For seven days and seven nights, he battled at the threshold between worlds, each heartbeat a victory won for love. The Zurvanites worked their ancient arts, burning esfand to ward off the evil eye, brewing potions from herbs gathered by moonlight, their prayers rising with the smoke of frankincense.
Against all odds written in the stars, against the whispers of fate itself, Farid's spirit chose to remain tethered to the mortal world. As spring painted the mountains with wild tulips, color returned to his cheeks like dawn breaking over Persian peaks. When he could walk again, he and Sima bid farewell to the golden courts of Susa, turning their steps toward the village near the Howling Maw where their love had first bloomed like desert roses after rain.
Though the wise healer who had first blessed their union had passed beyond the veil, the villagers welcomed them with open arms and plates of saffron rice, seeing in their return the hand of destiny itself. There, in a house perfumed with herbs and happiness, Farid and his Sogoli wrote their own epic of love—not in the grand verses of court poets, but in the simple poetry of daily life.

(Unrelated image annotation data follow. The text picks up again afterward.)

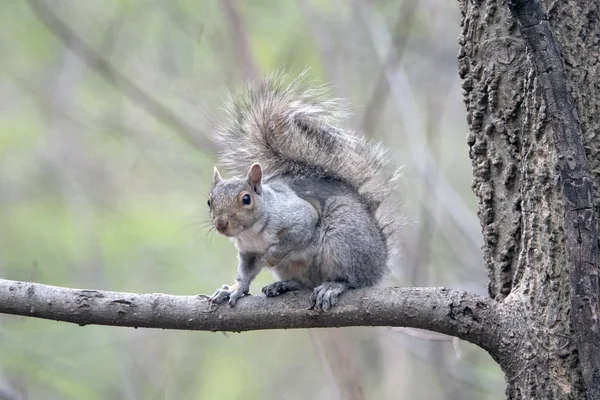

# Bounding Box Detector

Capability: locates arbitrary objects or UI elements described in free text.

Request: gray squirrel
[208,74,399,311]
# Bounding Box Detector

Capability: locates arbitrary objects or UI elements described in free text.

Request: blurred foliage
[0,0,503,399]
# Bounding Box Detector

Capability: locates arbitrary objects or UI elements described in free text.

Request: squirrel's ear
[213,167,223,186]
[247,163,262,193]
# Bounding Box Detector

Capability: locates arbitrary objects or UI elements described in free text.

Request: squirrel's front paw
[310,282,348,311]
[208,284,248,307]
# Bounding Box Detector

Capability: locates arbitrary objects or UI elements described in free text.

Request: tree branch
[0,279,500,351]
[510,0,600,399]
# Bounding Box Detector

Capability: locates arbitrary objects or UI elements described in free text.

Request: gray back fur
[216,73,401,268]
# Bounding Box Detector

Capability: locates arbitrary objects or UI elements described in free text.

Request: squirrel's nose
[215,218,229,232]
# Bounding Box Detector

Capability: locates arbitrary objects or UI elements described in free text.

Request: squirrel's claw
[310,282,348,311]
[208,285,248,307]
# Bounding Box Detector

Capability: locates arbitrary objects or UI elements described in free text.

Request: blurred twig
[354,0,482,255]
[27,0,213,152]
[361,0,419,135]
[220,0,259,80]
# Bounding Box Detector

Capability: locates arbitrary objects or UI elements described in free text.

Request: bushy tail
[216,74,400,260]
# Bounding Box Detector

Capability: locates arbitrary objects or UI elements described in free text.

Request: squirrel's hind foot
[310,282,350,311]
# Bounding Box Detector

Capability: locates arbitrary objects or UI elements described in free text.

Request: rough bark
[0,279,501,351]
[459,1,600,399]
[0,0,600,400]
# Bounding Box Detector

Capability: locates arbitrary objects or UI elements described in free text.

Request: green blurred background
[0,0,504,399]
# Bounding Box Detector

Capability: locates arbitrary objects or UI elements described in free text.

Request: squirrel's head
[208,164,263,237]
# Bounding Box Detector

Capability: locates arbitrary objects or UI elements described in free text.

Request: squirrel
[208,73,399,311]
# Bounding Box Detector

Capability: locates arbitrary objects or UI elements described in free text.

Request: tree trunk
[459,0,600,399]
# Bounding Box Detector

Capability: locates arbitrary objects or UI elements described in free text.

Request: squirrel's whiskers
[207,74,399,310]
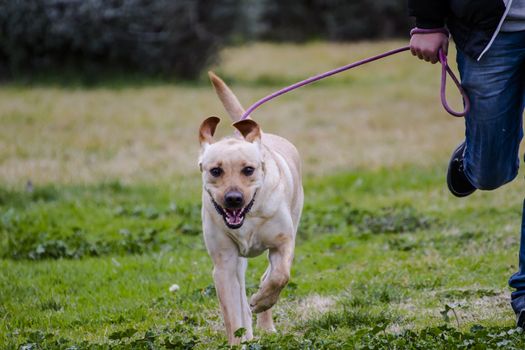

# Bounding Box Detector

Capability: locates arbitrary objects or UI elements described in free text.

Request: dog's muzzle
[206,190,257,230]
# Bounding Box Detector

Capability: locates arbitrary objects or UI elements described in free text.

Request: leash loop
[240,46,470,120]
[438,49,470,117]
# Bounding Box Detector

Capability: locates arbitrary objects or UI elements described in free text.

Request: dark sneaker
[447,142,476,197]
[510,296,525,329]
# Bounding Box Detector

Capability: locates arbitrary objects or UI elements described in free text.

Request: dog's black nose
[224,191,244,209]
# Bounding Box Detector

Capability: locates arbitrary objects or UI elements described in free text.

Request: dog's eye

For eighty turns of the seasons, they watched their love multiply like stars in the desert sky. Their children grew strong as cedar trees, their grandchildren numerous as pomegranate seeds, and their great-grandchildren as countless as grains of sand in the ancient deserts.
In their story, whispered still around fires and in gardens where nightingales sing, love proved stronger than poison, more enduring than vengeance or empire, as eternal as the tales of the great Persia itself.